Derrière la déférence, l’ombre d’une menace, qui n’émane pas de King lui-même ou de son mouvement, mais bien du temps historique. A ce moment de leur histoire, les Noirs des Etats-Unis sont craints, non plus sous la forme de fantasmes individuels, mais en tant que force collective et bien réelle.

Ce refus d’attendre trouve sa source dans une conception profonde du temps : « Prétendre qu’il y a quelque chose dans le passage même du temps qui guérira inéluctablement tous les maux, voilà une idée étrangement irrationnelle.

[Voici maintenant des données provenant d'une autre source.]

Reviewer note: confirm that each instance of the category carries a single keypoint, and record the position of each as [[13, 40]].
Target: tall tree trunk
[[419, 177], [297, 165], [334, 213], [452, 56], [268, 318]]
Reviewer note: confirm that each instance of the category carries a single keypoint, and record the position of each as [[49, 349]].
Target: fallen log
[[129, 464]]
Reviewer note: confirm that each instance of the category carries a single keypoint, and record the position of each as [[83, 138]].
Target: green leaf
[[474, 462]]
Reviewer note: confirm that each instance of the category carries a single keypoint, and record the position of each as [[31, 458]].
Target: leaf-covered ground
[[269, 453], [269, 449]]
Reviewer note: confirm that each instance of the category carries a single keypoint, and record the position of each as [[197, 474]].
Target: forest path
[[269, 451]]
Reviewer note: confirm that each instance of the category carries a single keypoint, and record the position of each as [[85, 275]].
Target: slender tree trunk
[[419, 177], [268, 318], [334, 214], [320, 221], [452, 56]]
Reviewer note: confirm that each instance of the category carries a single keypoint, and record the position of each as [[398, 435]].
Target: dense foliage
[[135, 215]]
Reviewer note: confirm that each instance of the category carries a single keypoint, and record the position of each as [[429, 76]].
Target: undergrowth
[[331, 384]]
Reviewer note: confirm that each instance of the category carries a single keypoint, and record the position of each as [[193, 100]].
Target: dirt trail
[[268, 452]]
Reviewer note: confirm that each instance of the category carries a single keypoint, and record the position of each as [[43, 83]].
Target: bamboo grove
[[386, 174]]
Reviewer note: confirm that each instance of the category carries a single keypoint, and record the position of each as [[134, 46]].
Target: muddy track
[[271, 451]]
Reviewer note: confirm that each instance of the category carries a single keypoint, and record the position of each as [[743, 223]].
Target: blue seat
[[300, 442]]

En réalité, le temps est neutre ; il peut être utilisé pour construire ou pour détruire. J’en suis parvenu à penser que les hommes de mauvaise volonté l’ont mis à profit bien plus efficacement que les hommes de bonne volonté. »

Ainsi, le 4 avril 1967, à la Riverside Church de New York, Martin Luther King informe son auditoire que le temps est venu de « rompre le silence » : « Nous sommes confrontés à la brutale urgence du présent. Dans le déroulement énigmatique de l’Histoire, il existe toujours la possibilité d’agir trop tard. La vie nous abandonne souvent nus, dépouillés, accablés, après que nous avons manqué de saisir notre dernière chance. » (4)

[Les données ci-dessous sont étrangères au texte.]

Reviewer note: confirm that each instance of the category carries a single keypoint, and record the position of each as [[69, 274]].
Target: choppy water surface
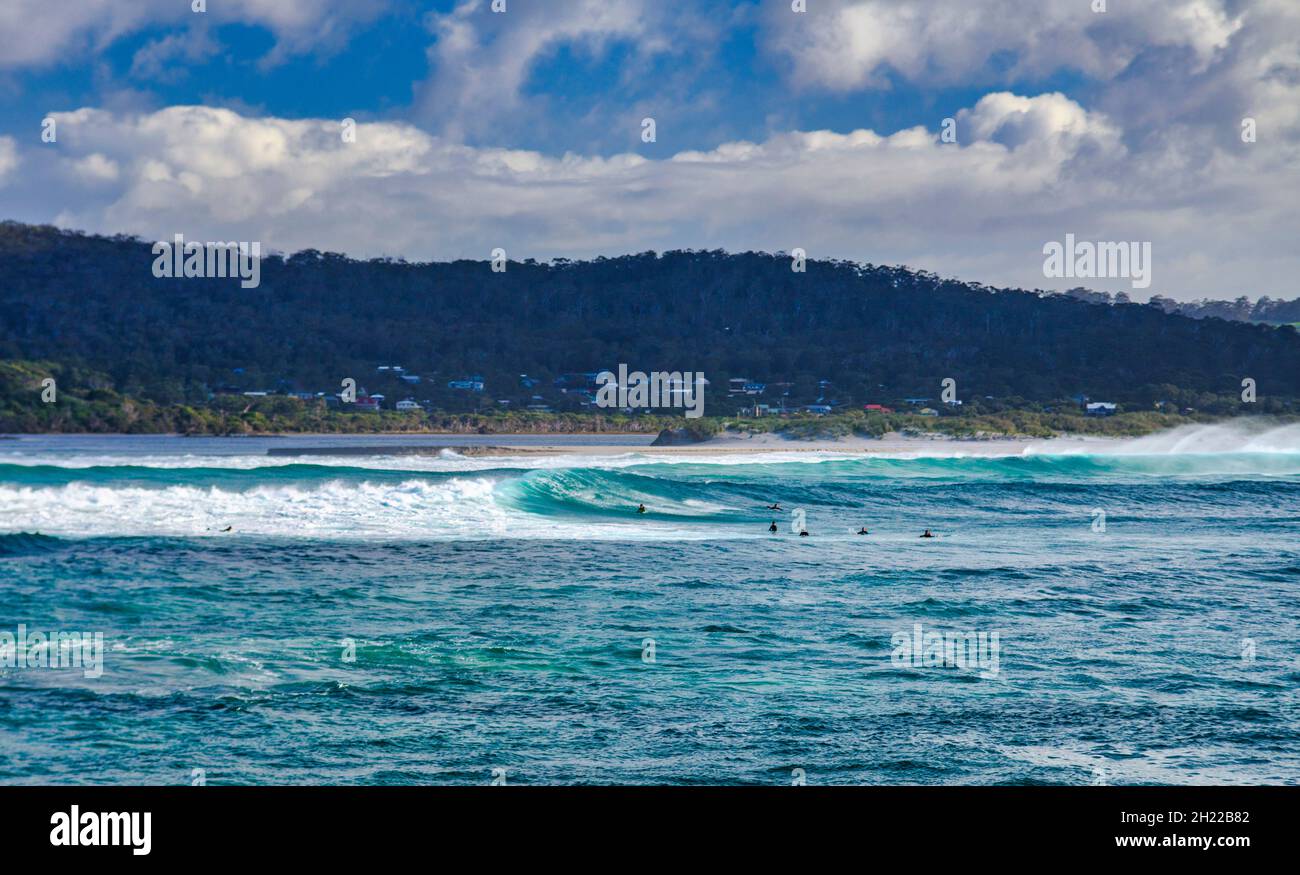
[[1144, 598]]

Dans ce discours, King prend position fermement contre la guerre du Vietnam. Dénoncer l’impérialisme américain, alors que les Etats-Unis sont empêtrés dans un conflit sanglant, est fortement préjudiciable à sa cause : l’administration du président démocrate Lyndon Johnson semble favorable à la cause des droits civiques. D’autant que King trouve, pour ce faire, des arguments inédits.

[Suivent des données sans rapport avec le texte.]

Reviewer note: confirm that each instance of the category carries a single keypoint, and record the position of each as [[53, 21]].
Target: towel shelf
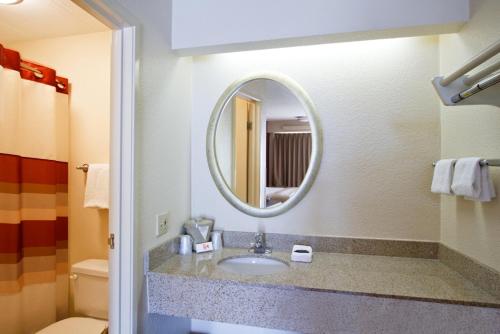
[[485, 162], [458, 88]]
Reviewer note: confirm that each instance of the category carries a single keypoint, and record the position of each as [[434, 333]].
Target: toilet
[[90, 281]]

Après avoir rappelé les atrocités commises en Asie au nom de la démocratie (« Les Vietnamiens doivent tenir les Américains pour d’étranges libérateurs ») King commente l’abandon du programme de réduction de la pauvreté, sacrifié sur l’autel de l’effort militaire, et livre son jugement : « Aussi nous a-t-il fallu, encore et encore, subir le cruel paradoxe de voir, sur nos écrans de télévision, des garçons noirs et blancs tuer et mourir ensemble pour un pays qui n’avait pas été capable de les faire asseoir ensemble dans les mêmes salles de classe (…) Je ne pouvais pas garder le silence devant une si cruelle manipulation des pauvres ».

Les conclusions de King sonnent comme une condamnation brutale, non pas seulement de la politique étrangère des Etats-Unis, mais de tout un système : « Tout autour du globe des hommes se révoltent contre les vieux systèmes d’exploitation et d’oppression. (…) Il est bien triste de voir qu’en raison de leur attachement à leur confort, de leur complaisance, d’une peur morbide du communisme et de notre aptitude à nous adapter à l’injustice, les nations occidentales, à qui l’on doit en si grande partie l’esprit révolutionnaire du monde moderne, sont devenues désormais antirévolutionnaires ».

On pouvait bien alors envisager de laisser les Noirs américains s’organiser pour réclamer des places assises dans les bus, l’inscription dans les universités blanches ou même encore le droit de vote. Mais entendre leur principal représentant, un homme que ni le FBI ni les racistes les plus sanguinaires n’avaient réussi à faire taire, prendre le parti des révolutionnaires et souhaiter la levée d’une « armée multiraciale des pauvres », voilà qui a dû sembler tout à fait insupportable aux dirigeants américains de l’époque.

Un an plus tard, Martin Luther King est à Memphis, pour une autre mobilisation. Un autre discours. Cette fois, c’est le « Sermon sur la Montagne » qui est convoqué. King évoque son propre sort : « Comme tout le monde, je voudrais vivre une longue vie. La longévité a son place ; mais je ne m’en soucie guère maintenant. Je veux seulement que la volonté de Dieu soit faite : il m’a permis de gravir la montagne et, sur l’autre versant, j’ai vu la Terre Promise. Il se peut que vous la gagniez sans moi. Mais je veux que vous sachiez, ce soir, que notre peuple gagnera la Terre Promise ; aussi ce soir je suis heureux ; je ne m’inquiète de rien ; je ne crains aucun homme. Mes yeux ont vu la gloire de la venue du Seigneur. »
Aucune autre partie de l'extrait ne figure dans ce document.